Cita:A particularly assertive and savvy recruiter was able to populate the Homefront team with very experienced developers -- in most cases, the new hires had more qualifications than those senior to them. "One of the guys we interviewed had a more impressive resume than my own, but we felt he didn't meet our requirements," says the former staffer. "That told me that if I had the same resume [as when] I applied to Kaos a few years before and came to work for Homefront, I couldn't get my own job.

Another former Kaos employee says that longtime leadership failed to adapt processes for a larger staff and a higher-end product. The highly-qualified recruits came with high salaries and relocation fees, but management wasn't prepared to make the most of that acquisition expense. "They didn't listen to the very talented team they hired," laments the ex-staffer. "You had this level of leads with tons and tons of experience, and you had the directors with much less."

Cita:DeLise is described by his former colleagues as the studio's passionate head and heart, and a resolute problem-solver who built the studio from scratch and liked to get as much as possible done with his own two hands. That made the gap left by his departure all the wider, as many claim there was no plan for anyone to adequately take the reins from him.

From there, morale began to suffer, as management structure felt uncertain and weak amid a revolving door of GMs and similar leadership. Many staffers reported an uncomfortable environment where art and design often felt oppositional and adversarial, thanks to a widely-disliked art director who had to be fired in the middle of Homefront. The first general manager hired to replace DeLise also didn't work out. By 2010, one ex-employee estimates that up until the game's Alpha period, Kaos lost about a person per week for about the first 30 weeks of the year.

The source describes a team picture hung in a concept artist's office that quickly became a sea of crossed-out faces as the artist kept track of who had quit.

Cita:And many feel his creative input ultimately made the game better -- with one exception. It was Bilson's idea to make North Korea the occupying force of Homefront, despite how unlikely a significant U.S. invasion by such a small nation would be. Most North Korean confrontations with America have been little more than posturing.

The premise was widely questioned in the press, which caused the team some stress. According to our sources, Kaos had originally envisioned the invaders as Chinese, but THQ feared that such a portrayal would hurt its prospects for business in China, which has in recent years rapidly begun offering more and more opportunities for Western game developers.

Kaos suggested a coalition of Asian nations instead, but Bilson passionately preferred the Korea idea, and so it stood. An ex-staffer describes this as "demoralizing," in that the implausibility of the premise felt "stupid" to the team, and it was also frustrating for employees to see most of the press at that stage questioning the idea rather than looking seriously at the game.

Cita:One source tells us the minimal expectations for all members of the studio were six months of 12-hour shifts, six to seven days per week. But actually, according to the ex-staffer, most of the studio was clocking 14 to 16 hour days, seven days a week, during that six-month window. Some worked that schedule for 14 months, and jobs were at risk if the time quota wasn't met.

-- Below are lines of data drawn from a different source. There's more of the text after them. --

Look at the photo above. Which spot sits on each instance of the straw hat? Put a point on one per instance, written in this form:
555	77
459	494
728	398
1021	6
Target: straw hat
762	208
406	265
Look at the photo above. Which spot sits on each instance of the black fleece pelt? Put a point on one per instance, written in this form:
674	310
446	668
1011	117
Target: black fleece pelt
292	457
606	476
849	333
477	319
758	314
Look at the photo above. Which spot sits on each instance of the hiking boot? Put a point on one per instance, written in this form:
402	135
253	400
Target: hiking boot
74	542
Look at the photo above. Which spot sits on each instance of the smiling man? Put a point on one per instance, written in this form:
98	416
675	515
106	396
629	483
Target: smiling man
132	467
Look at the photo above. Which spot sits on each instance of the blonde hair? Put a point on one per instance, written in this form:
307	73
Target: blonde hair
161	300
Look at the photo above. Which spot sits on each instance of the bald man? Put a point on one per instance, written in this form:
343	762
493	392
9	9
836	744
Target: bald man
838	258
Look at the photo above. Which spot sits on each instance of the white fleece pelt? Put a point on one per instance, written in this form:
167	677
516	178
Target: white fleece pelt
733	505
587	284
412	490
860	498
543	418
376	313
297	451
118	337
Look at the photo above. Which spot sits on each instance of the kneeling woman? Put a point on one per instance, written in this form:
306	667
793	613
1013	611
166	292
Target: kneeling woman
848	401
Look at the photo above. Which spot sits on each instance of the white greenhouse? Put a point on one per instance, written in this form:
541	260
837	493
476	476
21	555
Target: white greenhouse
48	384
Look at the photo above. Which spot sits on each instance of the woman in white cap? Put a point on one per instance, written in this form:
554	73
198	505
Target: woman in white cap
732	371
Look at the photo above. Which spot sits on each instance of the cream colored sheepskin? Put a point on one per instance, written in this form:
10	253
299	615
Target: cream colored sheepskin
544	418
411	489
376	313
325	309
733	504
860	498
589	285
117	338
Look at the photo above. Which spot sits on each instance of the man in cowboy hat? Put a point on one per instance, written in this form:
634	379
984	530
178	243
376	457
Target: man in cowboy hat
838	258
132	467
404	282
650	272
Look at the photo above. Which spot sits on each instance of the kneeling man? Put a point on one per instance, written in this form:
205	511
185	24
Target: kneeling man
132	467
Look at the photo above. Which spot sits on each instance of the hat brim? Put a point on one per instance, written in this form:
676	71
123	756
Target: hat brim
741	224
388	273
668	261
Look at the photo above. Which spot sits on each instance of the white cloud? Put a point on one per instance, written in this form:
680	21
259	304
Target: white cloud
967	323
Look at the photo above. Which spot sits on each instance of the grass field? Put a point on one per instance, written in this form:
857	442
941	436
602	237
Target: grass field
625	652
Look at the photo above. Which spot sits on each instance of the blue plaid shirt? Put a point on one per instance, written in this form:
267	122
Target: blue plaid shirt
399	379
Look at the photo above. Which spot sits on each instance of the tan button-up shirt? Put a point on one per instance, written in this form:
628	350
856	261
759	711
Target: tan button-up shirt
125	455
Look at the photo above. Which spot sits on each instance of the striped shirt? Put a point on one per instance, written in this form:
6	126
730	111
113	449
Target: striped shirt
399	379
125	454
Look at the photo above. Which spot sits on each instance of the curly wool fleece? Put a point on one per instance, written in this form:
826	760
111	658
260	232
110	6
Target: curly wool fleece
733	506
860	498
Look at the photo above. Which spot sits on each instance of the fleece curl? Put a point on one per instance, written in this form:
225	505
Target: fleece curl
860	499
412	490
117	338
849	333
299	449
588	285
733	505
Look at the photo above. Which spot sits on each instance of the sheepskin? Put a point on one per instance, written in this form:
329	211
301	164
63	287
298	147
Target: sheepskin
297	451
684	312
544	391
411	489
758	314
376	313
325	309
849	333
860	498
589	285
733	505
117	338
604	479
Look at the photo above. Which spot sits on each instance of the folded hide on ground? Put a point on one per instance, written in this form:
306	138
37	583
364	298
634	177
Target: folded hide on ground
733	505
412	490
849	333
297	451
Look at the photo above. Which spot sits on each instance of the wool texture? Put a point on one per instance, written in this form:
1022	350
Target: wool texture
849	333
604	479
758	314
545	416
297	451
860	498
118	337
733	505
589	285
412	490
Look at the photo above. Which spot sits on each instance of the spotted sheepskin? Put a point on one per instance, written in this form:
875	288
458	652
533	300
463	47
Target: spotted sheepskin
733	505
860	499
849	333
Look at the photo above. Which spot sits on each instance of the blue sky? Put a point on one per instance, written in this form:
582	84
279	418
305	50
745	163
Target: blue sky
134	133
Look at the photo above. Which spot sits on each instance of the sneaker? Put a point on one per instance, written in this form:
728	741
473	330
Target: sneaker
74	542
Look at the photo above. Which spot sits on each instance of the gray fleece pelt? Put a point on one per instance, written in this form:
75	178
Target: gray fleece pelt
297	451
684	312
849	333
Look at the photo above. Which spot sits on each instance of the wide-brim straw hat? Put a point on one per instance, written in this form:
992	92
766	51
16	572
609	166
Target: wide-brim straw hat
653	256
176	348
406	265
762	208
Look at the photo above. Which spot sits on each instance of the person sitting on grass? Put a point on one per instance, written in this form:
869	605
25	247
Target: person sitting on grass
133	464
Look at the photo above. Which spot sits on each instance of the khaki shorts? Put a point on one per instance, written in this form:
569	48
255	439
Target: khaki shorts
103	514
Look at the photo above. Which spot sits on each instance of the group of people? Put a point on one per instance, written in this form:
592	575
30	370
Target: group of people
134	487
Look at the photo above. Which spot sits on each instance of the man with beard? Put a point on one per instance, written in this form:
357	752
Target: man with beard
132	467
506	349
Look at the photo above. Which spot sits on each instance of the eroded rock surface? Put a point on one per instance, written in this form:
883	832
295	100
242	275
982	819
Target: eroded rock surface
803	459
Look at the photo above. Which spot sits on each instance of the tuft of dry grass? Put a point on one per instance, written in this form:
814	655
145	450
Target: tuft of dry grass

The staffer describes "inhuman, combative" leadership and labor under a system of fear. Many employees say their health and family relationships suffered -- and hearing THQ execs tell the media that crunch was reasonable and expected felt like a slap in the face, as the crunch came from poor management and an unhealthy environment, not because the work ethic dictated it.

Cita:And Kaos' own studio was rife with facility problems. Employees describe an "absolute dump" where, by the end, some staffers had desks beneath stairs. One men's room urinal sprung a leak, and someone's idea of repair was to stick a trashcan underneath it with a warning sign. One ex-employee estimates the urinal went un-repaired for some seven months, and that the "Urinal Bucket" became something of a symbol for the hopelessness and irrelevance the team felt when compared to THQ's shiny new Canada studio -- the one THQ would soon announce was taking over Kaos' franchise.